The Amazing Readers of Plattsburgh Public Library

A while back, children’s librarian Miss Karen asked me if I’d do an author visit for the Plattsburgh Public Library Summer Reading Program.  I was planning to read SEA MONSTER’S FIRST DAY and OVER AND UNDER THE SNOW with the younger kids & show a presentation on research & writing for the older ones.

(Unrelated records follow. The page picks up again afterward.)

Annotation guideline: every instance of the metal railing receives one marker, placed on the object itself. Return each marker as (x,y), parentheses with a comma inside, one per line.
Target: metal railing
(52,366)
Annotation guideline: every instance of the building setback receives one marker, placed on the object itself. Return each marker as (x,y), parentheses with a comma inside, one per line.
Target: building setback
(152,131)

I was imagining a dozen or so kids…so when Miss Karen emailed before the event to tell me she was expecting closer to a hundred people, my plan needed to change just a bit.

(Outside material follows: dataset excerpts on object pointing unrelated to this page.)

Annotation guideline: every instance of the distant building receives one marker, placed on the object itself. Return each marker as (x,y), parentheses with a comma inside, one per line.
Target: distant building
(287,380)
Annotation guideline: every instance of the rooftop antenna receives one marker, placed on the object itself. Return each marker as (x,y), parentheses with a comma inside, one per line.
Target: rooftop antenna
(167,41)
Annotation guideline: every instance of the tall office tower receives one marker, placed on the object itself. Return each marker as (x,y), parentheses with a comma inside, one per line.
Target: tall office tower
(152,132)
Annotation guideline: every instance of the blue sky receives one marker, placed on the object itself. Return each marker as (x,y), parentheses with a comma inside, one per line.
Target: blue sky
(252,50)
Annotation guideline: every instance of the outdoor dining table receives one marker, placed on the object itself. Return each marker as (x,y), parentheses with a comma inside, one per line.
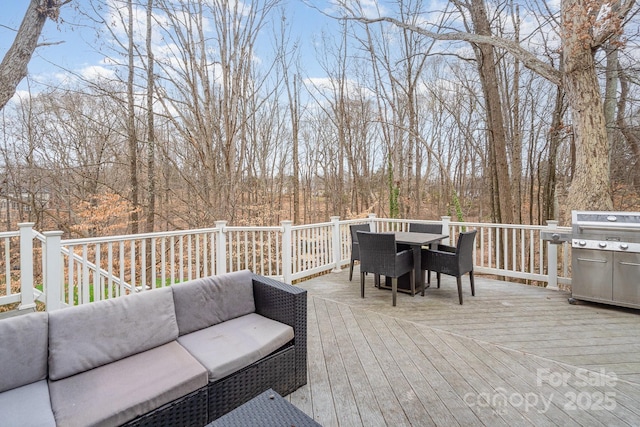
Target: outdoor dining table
(416,241)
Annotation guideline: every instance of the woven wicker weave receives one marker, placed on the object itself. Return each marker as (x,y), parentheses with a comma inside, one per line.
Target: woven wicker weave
(355,246)
(379,255)
(284,370)
(452,261)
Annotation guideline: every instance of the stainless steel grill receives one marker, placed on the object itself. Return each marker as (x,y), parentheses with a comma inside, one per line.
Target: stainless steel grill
(606,257)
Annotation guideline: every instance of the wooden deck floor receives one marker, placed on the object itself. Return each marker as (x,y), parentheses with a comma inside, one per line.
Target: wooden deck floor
(512,355)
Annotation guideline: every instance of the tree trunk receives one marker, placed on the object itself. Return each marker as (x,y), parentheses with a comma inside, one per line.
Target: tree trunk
(495,121)
(590,188)
(131,128)
(14,64)
(548,201)
(151,139)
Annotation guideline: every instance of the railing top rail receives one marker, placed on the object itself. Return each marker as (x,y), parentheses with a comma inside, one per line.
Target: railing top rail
(308,226)
(492,225)
(141,236)
(5,234)
(253,228)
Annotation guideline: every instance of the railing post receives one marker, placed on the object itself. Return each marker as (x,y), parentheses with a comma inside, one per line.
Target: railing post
(221,248)
(372,222)
(446,221)
(287,255)
(27,300)
(336,243)
(552,259)
(53,270)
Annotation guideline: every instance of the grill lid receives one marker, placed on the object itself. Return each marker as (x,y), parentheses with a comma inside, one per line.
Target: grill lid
(606,226)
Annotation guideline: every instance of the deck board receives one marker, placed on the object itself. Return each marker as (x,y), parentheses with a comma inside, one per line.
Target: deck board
(429,361)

I fired off an “urgent – help!!” email to my editor & publicist at Chronicle Books, and within the hour, a digital copy of SEA MONSTER’S FIRST DAY landed in my in-box so that I could project the illustrations for the larger crowd.  (Sending hugs to Melissa & Lea right now!!)  And it was a good thing – SEA MONSTER’S FIRST DAY is a good-sized picture book, but it still would have been tough to see from the back of the room!

The group spanned all ages, from Pre-K up to middle school, so I shared a little about all of my books – novels for the older readers, chapter books for the earlier elementary school kids, and picture books for the little ones (though I’m not little, and I will always love picture books!)

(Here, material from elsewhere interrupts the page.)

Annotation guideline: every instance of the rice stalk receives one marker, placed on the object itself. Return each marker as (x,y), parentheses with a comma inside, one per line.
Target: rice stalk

With OVER AND UNDER THE SNOW coming out soon (in October!) I finally had a chance to play with the animal puppets I bought, way back when I first sold this book in 2008. I showed the kids some pictures of the winter woods in the Adirondacks that inspired me to write this book, and we talked about which animals might want to hide under the snow (to avoid becoming another animal’s dinner!) and which would probably be hunting over the snow, looking for prey.

I…umm…really like playing with puppets. Can you tell?

After my presentation, some families needed to leave, but others still had lots of questions, so we settled ourselves on the floor in a smaller circle to talk about books and writing.

I enjoyed answering questions, and I especially loved hearing about what these young writers were working on themselves — stories about girls who changed into butterflies and back again, about dancers and dragons.  One young man told me about his book called GREEN HAM AND EGGS. “It’s inspired by Dr. Seuss,” he said, “but I changed it around.”

With these young readers & writers coming up, I think the future of publishing is in very good hands, indeed.  Thanks, Miss Karen and Friends of the Plattsburgh Library, and most of all, the readers who came out to celebrate books on a sunny summer day. I had a great afternoon with all of you!